Understandable. The problem is that we are having this issue in our legacy code and I am not even sure how to reproduce this. All I know is that it broke all of a sudden without us changing anything in the code. That led me to investigate this behavior in different browsers but then again all browsers showed the same result. I can't just pinpoint a single issue why this would happen.

3cp commented 9 months ago

@berkerdemirer what's the configuration of your app? webpack version and webpack config file pls. Or other bundler version and config file.

3cp commented 9 months ago

@berkerdemirer the other debug you can do is:

  1. goto your app's node_modules/aurelia-bootstrapper/dist/native-modules/
    • note webpack uses this dist folder, other bundler might use dist/commonjs folder.
  2. edit aurelia-bootstrapper.js to add console.log(JSON.stringify(process, null, 2)); just before the line of var isNodeLike =.
  3. build and run your app.

See what's printed out in your browser.

berkerdemirer commented 7 months ago
image

That's the console.

"bootstrap": "github:twbs/bootstrap@3.4.1",


we use gulp v4 and it has series of tasks that it's doing.

berkerdemirer commented 7 months ago

For example, one bizarre behavior is that it breaks whenever I enable one browser extension in Chrome, and if I disable it, it works. But that's my case. We have some customers who don't have that extension and it is still broken for them.

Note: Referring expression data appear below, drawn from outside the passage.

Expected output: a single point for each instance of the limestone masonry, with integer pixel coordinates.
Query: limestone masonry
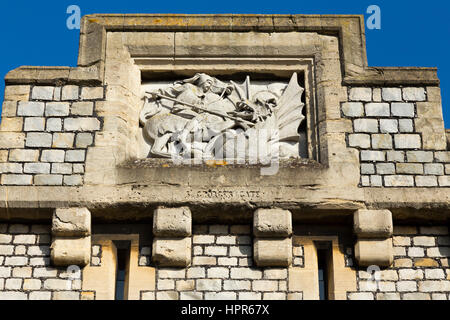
(107, 191)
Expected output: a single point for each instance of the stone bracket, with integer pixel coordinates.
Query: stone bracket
(272, 245)
(373, 229)
(172, 228)
(71, 237)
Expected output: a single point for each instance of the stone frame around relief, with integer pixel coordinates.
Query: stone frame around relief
(163, 69)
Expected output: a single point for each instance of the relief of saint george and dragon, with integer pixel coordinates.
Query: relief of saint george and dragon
(205, 118)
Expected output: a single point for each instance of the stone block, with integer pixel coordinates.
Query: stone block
(381, 141)
(360, 94)
(48, 180)
(399, 181)
(405, 125)
(71, 222)
(272, 223)
(407, 141)
(70, 93)
(373, 223)
(82, 109)
(30, 109)
(81, 124)
(57, 109)
(172, 222)
(70, 251)
(34, 124)
(366, 125)
(273, 252)
(414, 94)
(53, 155)
(392, 94)
(172, 252)
(359, 140)
(92, 93)
(377, 110)
(42, 93)
(405, 110)
(374, 252)
(35, 139)
(54, 124)
(11, 124)
(388, 126)
(353, 109)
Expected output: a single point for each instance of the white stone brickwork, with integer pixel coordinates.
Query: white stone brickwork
(25, 269)
(46, 134)
(420, 270)
(391, 145)
(222, 268)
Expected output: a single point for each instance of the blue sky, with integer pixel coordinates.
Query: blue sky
(413, 33)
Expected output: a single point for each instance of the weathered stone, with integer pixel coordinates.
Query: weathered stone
(54, 124)
(34, 124)
(409, 168)
(377, 110)
(374, 252)
(53, 155)
(70, 93)
(172, 252)
(359, 140)
(419, 156)
(42, 93)
(273, 252)
(71, 222)
(353, 109)
(405, 125)
(57, 109)
(82, 109)
(81, 124)
(366, 125)
(414, 94)
(392, 94)
(360, 94)
(373, 223)
(30, 109)
(381, 141)
(63, 140)
(35, 139)
(407, 141)
(36, 167)
(48, 180)
(172, 222)
(388, 126)
(367, 155)
(70, 251)
(272, 223)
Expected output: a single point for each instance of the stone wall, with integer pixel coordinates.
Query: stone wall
(396, 137)
(222, 268)
(420, 270)
(45, 132)
(25, 269)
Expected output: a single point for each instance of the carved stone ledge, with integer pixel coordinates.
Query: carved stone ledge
(71, 243)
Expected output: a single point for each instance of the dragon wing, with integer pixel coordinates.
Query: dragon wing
(289, 110)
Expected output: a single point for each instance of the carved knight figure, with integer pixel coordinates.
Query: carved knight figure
(203, 117)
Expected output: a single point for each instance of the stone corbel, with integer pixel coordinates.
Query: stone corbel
(373, 229)
(272, 246)
(172, 228)
(71, 237)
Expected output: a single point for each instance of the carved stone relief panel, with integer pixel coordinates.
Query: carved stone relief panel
(206, 118)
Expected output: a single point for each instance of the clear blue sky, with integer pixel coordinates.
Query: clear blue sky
(413, 33)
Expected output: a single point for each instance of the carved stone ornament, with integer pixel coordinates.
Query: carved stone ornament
(205, 118)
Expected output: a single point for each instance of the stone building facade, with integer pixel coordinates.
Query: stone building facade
(85, 214)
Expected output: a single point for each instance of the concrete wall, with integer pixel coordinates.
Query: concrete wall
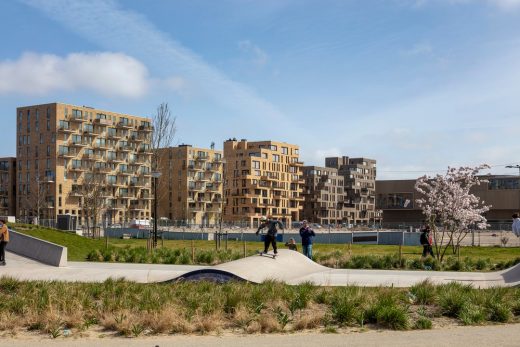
(369, 237)
(40, 250)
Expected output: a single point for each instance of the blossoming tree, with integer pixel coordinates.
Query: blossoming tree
(449, 208)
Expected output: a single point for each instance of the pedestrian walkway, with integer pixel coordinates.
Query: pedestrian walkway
(289, 267)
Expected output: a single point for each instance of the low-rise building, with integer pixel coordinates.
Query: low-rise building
(359, 183)
(191, 185)
(323, 191)
(398, 200)
(262, 178)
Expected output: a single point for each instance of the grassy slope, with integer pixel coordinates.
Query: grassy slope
(79, 247)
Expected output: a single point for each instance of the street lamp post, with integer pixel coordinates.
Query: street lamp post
(156, 175)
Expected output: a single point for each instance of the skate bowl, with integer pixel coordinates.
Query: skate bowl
(294, 268)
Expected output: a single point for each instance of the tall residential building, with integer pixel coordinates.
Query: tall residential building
(7, 186)
(190, 185)
(63, 148)
(324, 195)
(262, 179)
(360, 186)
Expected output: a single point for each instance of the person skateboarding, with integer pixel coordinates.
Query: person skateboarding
(270, 237)
(426, 241)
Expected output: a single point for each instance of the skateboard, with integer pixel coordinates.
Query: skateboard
(269, 255)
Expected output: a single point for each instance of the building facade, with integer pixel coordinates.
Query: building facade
(360, 185)
(7, 186)
(67, 153)
(262, 179)
(397, 200)
(323, 192)
(191, 185)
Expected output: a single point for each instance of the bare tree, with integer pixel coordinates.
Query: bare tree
(92, 190)
(163, 134)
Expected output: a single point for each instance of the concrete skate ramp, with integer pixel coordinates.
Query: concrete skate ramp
(294, 268)
(289, 266)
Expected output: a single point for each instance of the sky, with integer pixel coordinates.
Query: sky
(418, 85)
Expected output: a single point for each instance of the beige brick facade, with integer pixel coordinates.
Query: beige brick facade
(7, 186)
(360, 185)
(61, 144)
(262, 179)
(191, 185)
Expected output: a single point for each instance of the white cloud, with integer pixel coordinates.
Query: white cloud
(111, 74)
(422, 48)
(259, 56)
(105, 23)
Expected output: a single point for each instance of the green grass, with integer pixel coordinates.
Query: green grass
(80, 247)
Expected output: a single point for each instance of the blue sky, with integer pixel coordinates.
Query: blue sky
(417, 85)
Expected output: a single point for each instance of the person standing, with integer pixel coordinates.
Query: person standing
(307, 234)
(516, 225)
(426, 241)
(4, 239)
(272, 231)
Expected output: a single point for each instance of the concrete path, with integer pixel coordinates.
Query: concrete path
(499, 335)
(27, 269)
(289, 267)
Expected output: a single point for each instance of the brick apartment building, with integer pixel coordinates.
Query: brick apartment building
(7, 186)
(324, 195)
(191, 185)
(360, 186)
(61, 146)
(262, 179)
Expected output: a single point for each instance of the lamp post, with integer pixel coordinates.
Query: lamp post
(514, 167)
(156, 175)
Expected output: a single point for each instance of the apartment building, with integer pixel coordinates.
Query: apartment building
(360, 184)
(62, 149)
(262, 179)
(324, 195)
(191, 185)
(7, 186)
(398, 200)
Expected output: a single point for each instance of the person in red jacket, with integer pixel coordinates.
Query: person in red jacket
(4, 239)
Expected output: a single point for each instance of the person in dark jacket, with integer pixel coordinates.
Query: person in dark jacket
(270, 237)
(4, 239)
(426, 241)
(307, 235)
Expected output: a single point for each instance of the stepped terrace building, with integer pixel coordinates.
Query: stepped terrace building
(191, 185)
(7, 187)
(324, 195)
(65, 153)
(360, 188)
(262, 179)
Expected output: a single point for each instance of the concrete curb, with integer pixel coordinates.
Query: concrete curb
(37, 249)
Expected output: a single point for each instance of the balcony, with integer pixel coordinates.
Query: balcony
(146, 128)
(101, 145)
(124, 125)
(77, 118)
(125, 148)
(68, 154)
(102, 122)
(66, 129)
(114, 136)
(75, 193)
(79, 143)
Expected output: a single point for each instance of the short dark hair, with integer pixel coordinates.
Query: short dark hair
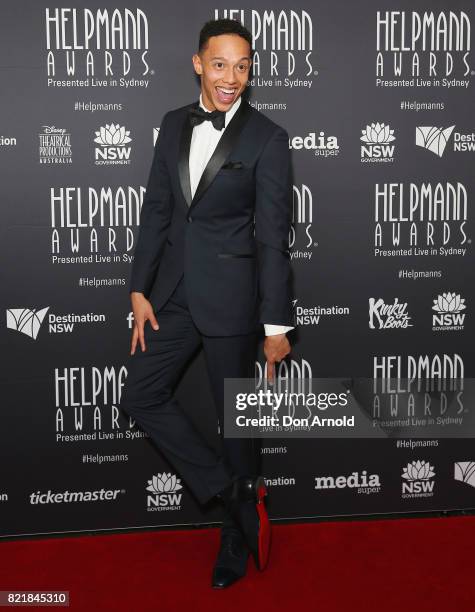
(215, 27)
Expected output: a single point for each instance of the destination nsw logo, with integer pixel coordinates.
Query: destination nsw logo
(164, 487)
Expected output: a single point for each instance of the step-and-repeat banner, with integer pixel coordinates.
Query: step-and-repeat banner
(378, 103)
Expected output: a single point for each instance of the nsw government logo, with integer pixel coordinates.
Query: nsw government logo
(377, 148)
(448, 307)
(417, 481)
(164, 487)
(112, 150)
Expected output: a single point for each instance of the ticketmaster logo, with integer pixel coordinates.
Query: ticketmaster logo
(433, 138)
(39, 498)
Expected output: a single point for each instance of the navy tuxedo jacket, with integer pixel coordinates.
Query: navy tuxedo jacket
(231, 240)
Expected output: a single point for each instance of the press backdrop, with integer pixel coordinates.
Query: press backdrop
(378, 104)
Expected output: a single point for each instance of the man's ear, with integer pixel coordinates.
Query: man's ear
(197, 64)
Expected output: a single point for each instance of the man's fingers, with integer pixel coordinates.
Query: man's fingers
(141, 335)
(270, 371)
(154, 322)
(134, 340)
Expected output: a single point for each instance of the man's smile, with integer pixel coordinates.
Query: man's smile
(225, 94)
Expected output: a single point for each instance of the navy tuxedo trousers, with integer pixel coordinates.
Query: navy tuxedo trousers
(148, 397)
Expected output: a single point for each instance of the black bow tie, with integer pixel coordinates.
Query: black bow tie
(198, 115)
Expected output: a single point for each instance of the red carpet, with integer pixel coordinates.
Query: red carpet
(411, 564)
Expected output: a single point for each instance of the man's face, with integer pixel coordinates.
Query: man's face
(224, 70)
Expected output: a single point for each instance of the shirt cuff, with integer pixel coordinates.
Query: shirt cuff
(272, 330)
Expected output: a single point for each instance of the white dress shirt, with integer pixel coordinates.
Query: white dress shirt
(204, 139)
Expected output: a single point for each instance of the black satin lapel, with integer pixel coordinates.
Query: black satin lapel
(223, 149)
(183, 157)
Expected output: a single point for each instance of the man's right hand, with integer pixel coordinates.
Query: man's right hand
(143, 311)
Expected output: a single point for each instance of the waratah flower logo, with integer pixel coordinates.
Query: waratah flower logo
(113, 135)
(377, 133)
(449, 302)
(164, 483)
(418, 470)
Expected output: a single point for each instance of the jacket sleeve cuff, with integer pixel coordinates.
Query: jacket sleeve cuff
(272, 330)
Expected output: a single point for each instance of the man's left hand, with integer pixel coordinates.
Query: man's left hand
(276, 347)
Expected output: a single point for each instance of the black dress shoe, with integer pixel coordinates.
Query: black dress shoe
(244, 500)
(231, 563)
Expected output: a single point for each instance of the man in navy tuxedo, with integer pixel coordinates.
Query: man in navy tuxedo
(211, 266)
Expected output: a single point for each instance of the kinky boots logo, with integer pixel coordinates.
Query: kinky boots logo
(96, 47)
(282, 42)
(388, 316)
(423, 49)
(420, 220)
(301, 241)
(87, 405)
(164, 488)
(94, 226)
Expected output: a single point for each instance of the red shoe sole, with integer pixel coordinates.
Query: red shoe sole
(264, 537)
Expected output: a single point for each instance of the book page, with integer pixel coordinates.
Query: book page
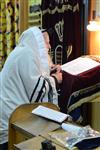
(79, 65)
(50, 114)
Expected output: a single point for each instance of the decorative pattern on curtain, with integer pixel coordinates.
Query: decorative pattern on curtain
(64, 17)
(9, 27)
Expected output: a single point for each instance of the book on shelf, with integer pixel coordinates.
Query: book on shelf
(79, 65)
(50, 114)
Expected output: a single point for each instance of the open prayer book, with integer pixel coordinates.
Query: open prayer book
(50, 114)
(79, 65)
(72, 136)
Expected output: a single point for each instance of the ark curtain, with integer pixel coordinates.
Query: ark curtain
(64, 17)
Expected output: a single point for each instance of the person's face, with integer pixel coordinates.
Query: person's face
(47, 40)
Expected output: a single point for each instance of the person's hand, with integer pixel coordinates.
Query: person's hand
(55, 68)
(58, 75)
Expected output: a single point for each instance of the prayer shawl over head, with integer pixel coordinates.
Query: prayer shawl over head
(25, 77)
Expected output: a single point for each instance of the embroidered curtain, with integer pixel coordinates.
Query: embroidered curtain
(9, 27)
(64, 17)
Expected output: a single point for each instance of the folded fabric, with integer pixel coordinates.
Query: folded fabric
(88, 144)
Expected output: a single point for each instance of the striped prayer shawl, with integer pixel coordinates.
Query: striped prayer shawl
(42, 91)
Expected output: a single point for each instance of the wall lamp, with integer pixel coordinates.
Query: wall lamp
(94, 24)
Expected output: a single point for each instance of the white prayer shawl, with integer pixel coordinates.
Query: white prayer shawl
(25, 65)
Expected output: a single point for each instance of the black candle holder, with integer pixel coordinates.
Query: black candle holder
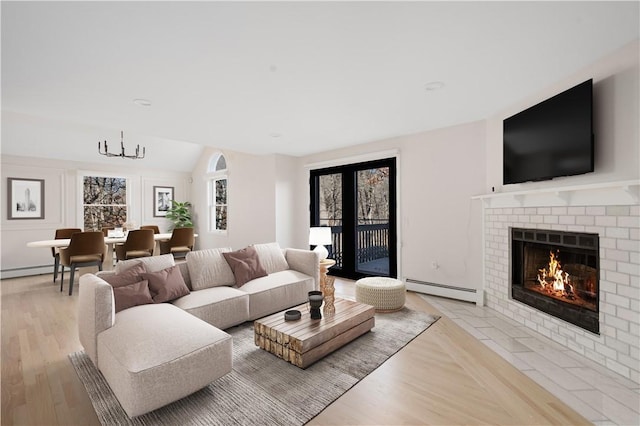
(315, 302)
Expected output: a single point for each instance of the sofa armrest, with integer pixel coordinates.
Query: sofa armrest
(305, 261)
(96, 312)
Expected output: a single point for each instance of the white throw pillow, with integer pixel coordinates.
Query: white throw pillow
(208, 268)
(151, 263)
(271, 257)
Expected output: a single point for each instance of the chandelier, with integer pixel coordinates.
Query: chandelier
(121, 154)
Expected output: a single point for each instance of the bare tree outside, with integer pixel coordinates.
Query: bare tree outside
(105, 202)
(331, 200)
(373, 196)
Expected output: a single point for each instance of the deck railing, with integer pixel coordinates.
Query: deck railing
(372, 243)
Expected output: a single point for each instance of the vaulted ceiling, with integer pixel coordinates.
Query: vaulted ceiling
(285, 77)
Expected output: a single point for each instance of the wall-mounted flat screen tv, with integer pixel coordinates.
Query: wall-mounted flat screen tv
(551, 139)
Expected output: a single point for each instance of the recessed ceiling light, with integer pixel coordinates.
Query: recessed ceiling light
(433, 85)
(142, 102)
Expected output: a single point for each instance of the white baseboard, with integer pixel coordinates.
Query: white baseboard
(442, 290)
(25, 272)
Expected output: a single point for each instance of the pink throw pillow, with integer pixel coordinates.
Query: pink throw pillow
(166, 284)
(245, 265)
(130, 276)
(128, 296)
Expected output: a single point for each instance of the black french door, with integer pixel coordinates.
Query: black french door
(358, 202)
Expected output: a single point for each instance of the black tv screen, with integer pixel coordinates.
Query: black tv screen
(551, 139)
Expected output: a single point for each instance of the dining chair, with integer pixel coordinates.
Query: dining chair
(106, 229)
(139, 243)
(155, 228)
(85, 249)
(61, 234)
(181, 242)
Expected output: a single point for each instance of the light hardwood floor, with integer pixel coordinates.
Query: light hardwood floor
(444, 376)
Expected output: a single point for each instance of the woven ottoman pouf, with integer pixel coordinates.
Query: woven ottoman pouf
(385, 294)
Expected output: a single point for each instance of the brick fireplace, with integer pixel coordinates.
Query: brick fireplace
(556, 272)
(617, 229)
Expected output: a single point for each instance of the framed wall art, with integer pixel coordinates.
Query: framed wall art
(25, 198)
(162, 197)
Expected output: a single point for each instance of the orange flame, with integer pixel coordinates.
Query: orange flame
(555, 276)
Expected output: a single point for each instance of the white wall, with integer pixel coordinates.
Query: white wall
(438, 173)
(63, 203)
(260, 200)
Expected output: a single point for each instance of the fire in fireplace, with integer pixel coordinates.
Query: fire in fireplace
(557, 273)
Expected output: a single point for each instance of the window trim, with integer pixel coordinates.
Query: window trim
(212, 177)
(80, 187)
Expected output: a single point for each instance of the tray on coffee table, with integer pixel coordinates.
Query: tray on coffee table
(302, 342)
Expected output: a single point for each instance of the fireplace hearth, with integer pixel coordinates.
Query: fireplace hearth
(557, 273)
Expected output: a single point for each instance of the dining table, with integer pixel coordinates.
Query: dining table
(110, 242)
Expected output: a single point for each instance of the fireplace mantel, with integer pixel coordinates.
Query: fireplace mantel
(595, 194)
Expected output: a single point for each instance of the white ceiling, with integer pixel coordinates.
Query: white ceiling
(289, 78)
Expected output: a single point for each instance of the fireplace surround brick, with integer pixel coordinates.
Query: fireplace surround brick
(618, 345)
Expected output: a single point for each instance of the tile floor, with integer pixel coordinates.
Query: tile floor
(603, 397)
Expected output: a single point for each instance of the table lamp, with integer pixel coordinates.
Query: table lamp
(319, 237)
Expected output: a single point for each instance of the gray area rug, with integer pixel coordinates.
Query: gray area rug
(263, 389)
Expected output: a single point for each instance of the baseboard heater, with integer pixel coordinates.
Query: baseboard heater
(25, 271)
(449, 291)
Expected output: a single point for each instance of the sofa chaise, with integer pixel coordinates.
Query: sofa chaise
(152, 353)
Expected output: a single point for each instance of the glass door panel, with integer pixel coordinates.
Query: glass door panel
(372, 229)
(358, 202)
(330, 212)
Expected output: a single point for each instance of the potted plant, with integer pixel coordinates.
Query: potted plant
(180, 214)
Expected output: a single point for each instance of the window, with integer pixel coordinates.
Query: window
(218, 192)
(104, 202)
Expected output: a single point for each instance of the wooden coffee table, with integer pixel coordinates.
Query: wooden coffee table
(302, 342)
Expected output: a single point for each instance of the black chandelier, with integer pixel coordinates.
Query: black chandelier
(122, 154)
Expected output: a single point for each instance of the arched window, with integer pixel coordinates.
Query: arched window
(218, 193)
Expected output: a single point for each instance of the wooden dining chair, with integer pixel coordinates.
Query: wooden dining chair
(106, 229)
(61, 234)
(155, 228)
(85, 249)
(139, 243)
(181, 242)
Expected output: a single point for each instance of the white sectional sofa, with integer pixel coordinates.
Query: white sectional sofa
(156, 353)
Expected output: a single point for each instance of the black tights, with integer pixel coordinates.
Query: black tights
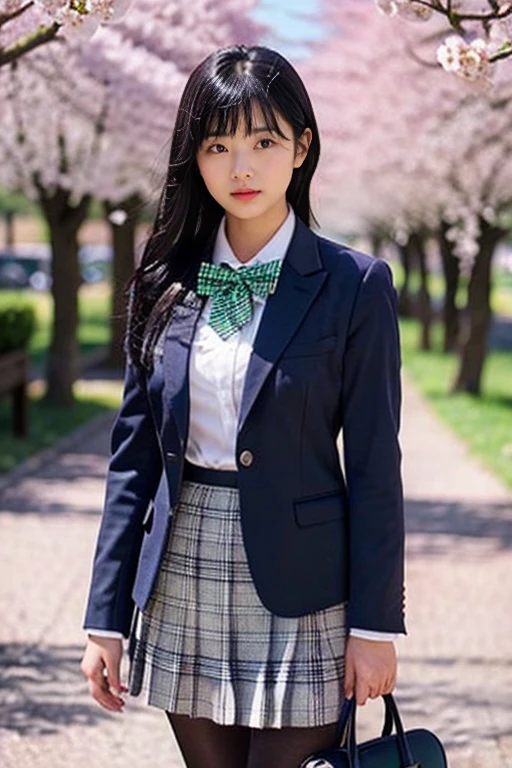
(204, 744)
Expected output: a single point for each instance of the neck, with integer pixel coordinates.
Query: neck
(248, 236)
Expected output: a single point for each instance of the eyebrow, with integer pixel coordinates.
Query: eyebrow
(259, 129)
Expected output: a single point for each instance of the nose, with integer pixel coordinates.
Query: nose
(241, 168)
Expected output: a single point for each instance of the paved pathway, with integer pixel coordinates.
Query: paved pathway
(455, 666)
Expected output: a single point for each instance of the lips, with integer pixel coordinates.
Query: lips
(245, 194)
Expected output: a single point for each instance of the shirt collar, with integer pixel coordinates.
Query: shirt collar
(275, 248)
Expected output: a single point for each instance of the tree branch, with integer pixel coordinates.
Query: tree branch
(5, 18)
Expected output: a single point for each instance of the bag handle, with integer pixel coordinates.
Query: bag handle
(347, 730)
(341, 729)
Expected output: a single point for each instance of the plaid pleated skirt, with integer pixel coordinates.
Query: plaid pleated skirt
(206, 646)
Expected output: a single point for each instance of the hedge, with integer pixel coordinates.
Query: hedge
(17, 325)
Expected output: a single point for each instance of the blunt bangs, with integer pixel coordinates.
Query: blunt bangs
(230, 104)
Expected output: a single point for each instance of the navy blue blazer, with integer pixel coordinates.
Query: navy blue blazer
(326, 358)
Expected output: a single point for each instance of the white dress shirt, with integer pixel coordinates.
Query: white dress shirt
(217, 374)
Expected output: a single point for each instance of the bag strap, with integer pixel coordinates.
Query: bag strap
(346, 731)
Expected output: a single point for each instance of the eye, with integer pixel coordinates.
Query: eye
(217, 149)
(266, 143)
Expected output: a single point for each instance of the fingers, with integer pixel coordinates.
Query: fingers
(101, 666)
(370, 669)
(100, 691)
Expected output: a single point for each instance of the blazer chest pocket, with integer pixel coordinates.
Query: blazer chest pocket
(314, 510)
(310, 348)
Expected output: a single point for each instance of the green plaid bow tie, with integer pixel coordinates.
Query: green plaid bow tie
(232, 292)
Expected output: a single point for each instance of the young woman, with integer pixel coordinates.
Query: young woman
(258, 581)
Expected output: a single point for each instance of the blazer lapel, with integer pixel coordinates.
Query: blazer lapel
(302, 277)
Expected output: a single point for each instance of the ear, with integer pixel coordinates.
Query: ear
(302, 147)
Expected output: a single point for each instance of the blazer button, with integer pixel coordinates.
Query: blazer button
(246, 458)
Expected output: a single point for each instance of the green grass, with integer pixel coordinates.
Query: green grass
(93, 330)
(485, 424)
(501, 297)
(47, 424)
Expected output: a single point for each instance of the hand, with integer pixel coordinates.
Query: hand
(101, 666)
(370, 668)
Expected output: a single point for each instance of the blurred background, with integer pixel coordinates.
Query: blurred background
(416, 168)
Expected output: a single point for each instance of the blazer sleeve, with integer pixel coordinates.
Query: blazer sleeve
(133, 475)
(371, 420)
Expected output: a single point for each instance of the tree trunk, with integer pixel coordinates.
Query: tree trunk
(451, 273)
(9, 229)
(123, 266)
(64, 221)
(478, 316)
(417, 245)
(404, 293)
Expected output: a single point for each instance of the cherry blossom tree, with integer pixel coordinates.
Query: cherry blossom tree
(28, 24)
(412, 153)
(484, 31)
(93, 120)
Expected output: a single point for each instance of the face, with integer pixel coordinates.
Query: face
(248, 175)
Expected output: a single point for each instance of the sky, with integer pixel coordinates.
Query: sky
(292, 24)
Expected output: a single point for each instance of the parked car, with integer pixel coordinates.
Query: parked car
(28, 265)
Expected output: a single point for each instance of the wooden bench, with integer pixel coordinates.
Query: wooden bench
(14, 372)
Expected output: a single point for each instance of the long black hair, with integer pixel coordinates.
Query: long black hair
(220, 92)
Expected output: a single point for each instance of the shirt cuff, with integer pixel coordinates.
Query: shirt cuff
(369, 634)
(104, 633)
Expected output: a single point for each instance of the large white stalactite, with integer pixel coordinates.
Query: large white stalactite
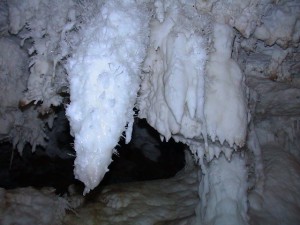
(183, 64)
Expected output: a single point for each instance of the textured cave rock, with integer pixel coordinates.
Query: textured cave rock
(254, 123)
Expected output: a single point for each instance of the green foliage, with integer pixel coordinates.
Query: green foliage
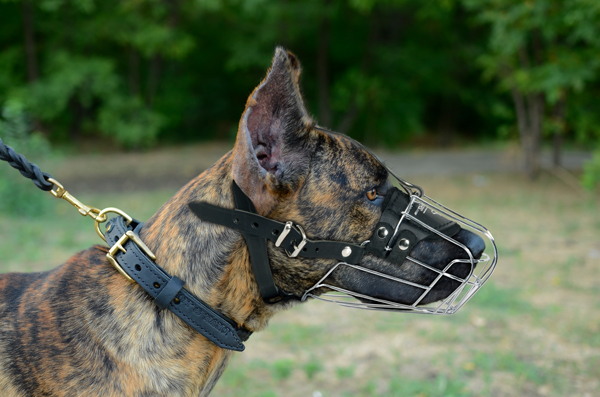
(591, 172)
(140, 72)
(20, 197)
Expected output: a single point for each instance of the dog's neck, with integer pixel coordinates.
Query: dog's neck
(213, 260)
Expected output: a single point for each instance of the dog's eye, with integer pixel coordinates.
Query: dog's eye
(372, 194)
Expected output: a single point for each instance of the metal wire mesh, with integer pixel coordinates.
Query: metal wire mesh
(480, 269)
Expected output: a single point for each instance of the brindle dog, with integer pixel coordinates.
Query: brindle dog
(83, 330)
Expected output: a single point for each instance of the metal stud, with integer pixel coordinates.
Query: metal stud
(346, 252)
(382, 232)
(403, 244)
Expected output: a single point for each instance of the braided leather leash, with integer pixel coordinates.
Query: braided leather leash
(27, 169)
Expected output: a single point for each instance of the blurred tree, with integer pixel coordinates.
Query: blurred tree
(540, 56)
(140, 72)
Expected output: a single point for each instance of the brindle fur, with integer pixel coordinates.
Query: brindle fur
(82, 330)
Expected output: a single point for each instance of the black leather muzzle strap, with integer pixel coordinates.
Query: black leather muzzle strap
(396, 234)
(168, 291)
(293, 241)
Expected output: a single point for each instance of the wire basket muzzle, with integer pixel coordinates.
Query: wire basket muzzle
(468, 271)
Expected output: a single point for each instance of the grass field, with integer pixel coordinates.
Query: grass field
(533, 330)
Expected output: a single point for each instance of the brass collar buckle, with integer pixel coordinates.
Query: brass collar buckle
(119, 247)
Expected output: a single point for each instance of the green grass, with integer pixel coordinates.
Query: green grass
(532, 330)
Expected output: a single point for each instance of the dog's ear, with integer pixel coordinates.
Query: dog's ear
(271, 154)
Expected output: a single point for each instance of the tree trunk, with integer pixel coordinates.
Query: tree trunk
(557, 138)
(529, 119)
(28, 31)
(153, 77)
(323, 70)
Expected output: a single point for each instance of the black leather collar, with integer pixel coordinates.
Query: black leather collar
(131, 255)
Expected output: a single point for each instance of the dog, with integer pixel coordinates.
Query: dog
(83, 330)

3cp commented 7 months ago

I think some js lib (in your app dependency tree) stubbed process with that env as only property. It's not a proper way to stub process in browser env, it could break many other js packages who checks process.browser. With that env key pair, I should be able to dig up something. I will get back to you.

berkerdemirer commented 7 months ago
image

After removing that extension causing the error, log returns this.

3cp commented 7 months ago

I only found Web-eID WebExtension referencing this env key. https://github.com/web-eid/web-eid-webextension

berkerdemirer commented 7 months ago

Yeah, as I said many of our customers who has this issue don't even have that extension. So, something in their browsers or something else triggering the same issue.